The key to the External Polymorphism pattern is the generation of adapter classes for each non-virtual function. For the thread library these will be function adapters and they can be conveniently defined by a single class template, as shown in Figure 5. In this case I have reverted to the more usual method of storing the function-like object by value instead of by reference.

The External Polymorphism approach does have one drawback - rather more scaffolding is needed to ensure that the thread implementation is hidden from clients. The extra complexity arises because the definition of the template constructor must be available at the point of use, i.e. in the client code. In this case, the handle's constructor implementation creates the function adapter. Since this is also a template, its definition must also be available at the point of use. But, if we wish to hide the platform-specific parts of the implementation, the class that encapsulates them must remain an incomplete type in the header file.
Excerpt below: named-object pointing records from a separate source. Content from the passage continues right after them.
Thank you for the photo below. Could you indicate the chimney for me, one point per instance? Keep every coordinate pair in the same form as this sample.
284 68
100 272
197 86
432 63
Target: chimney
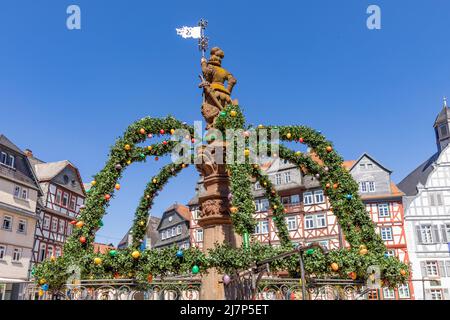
28 153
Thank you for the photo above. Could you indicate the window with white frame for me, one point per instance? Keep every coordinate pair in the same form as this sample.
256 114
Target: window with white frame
46 222
65 200
307 198
262 227
7 159
199 235
287 177
42 250
313 221
325 244
73 201
383 210
388 293
432 268
389 253
278 178
321 220
24 194
436 294
403 291
61 226
3 158
386 233
58 197
69 229
262 205
309 222
295 198
318 196
16 191
291 223
2 251
367 186
22 226
50 251
435 199
54 224
196 214
7 223
426 233
17 254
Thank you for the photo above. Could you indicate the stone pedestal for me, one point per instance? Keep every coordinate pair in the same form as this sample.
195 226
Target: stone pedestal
215 216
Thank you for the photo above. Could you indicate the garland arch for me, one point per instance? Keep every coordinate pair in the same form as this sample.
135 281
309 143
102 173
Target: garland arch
365 246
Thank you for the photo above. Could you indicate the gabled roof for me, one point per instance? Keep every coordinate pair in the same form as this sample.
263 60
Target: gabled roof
181 210
7 143
49 170
395 193
418 176
443 116
46 171
350 164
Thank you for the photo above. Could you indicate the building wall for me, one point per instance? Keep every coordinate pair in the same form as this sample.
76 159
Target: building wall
171 220
7 195
430 207
20 210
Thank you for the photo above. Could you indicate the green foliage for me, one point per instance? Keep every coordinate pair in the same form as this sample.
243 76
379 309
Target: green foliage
334 179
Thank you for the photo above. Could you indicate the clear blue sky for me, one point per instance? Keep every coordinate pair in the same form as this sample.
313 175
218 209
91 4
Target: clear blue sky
69 94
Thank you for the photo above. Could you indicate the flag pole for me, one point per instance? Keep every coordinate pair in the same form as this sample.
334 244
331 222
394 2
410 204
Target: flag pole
203 41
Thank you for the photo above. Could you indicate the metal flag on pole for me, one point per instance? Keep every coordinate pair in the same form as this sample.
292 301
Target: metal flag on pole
203 41
196 33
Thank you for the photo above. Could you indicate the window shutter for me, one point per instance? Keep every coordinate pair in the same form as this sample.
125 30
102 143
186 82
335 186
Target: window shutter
423 268
443 234
441 265
447 267
427 294
419 235
435 234
446 295
431 198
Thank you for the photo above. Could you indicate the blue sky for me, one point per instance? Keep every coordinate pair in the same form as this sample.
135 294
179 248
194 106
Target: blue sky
69 94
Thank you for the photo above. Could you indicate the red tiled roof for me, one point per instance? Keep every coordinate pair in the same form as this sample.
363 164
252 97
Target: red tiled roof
102 248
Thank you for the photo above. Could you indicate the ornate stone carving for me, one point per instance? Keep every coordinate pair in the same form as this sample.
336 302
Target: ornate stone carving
214 207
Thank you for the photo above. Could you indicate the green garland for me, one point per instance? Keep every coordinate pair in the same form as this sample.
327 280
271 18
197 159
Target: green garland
338 184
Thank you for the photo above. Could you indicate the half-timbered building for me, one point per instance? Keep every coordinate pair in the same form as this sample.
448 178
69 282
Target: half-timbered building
63 196
308 216
383 200
19 193
427 216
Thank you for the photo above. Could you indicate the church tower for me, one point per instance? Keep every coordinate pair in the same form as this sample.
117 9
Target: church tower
442 127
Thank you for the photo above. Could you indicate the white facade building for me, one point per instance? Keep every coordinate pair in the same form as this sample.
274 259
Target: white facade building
427 218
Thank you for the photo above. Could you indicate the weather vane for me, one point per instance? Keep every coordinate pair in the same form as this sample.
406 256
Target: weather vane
196 33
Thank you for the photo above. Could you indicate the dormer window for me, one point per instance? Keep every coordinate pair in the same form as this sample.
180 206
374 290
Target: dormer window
443 130
7 159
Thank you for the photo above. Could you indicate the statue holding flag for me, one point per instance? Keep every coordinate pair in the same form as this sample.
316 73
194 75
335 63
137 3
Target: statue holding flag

So the implementation details must be split across two classes (body and function_adapter<F>) instead of one.

// thread.h
namespace thread  {
  struct function;
  template <typename F> 
    class function_adapter;
  class handle;
  class body;
}

struct thread::function {
  virtual ~function() {}
  virtual int operator() () = 0;
};

template <typename F>
  class thread::function_adapter 
            : public thread::function {
public:
  function_adapter (F f) : fn(f) {}
  virtual int operator()() {return fn();}
private:
  F fn;
};

class thread::handle {
public:
  template <typename function>
    handle (function);
  . . .
private:
  body* make_body (thread::function*);
  body* shared_body;
};

template <typename function>
  thread::handle::handle (function fn)
  : shared_body(make_body(new
     function_adapter<function>(fn))){}

Hiding the platform-specific implementation details also makes it necessary to use an auxiliary function (make_body) to create the thread body.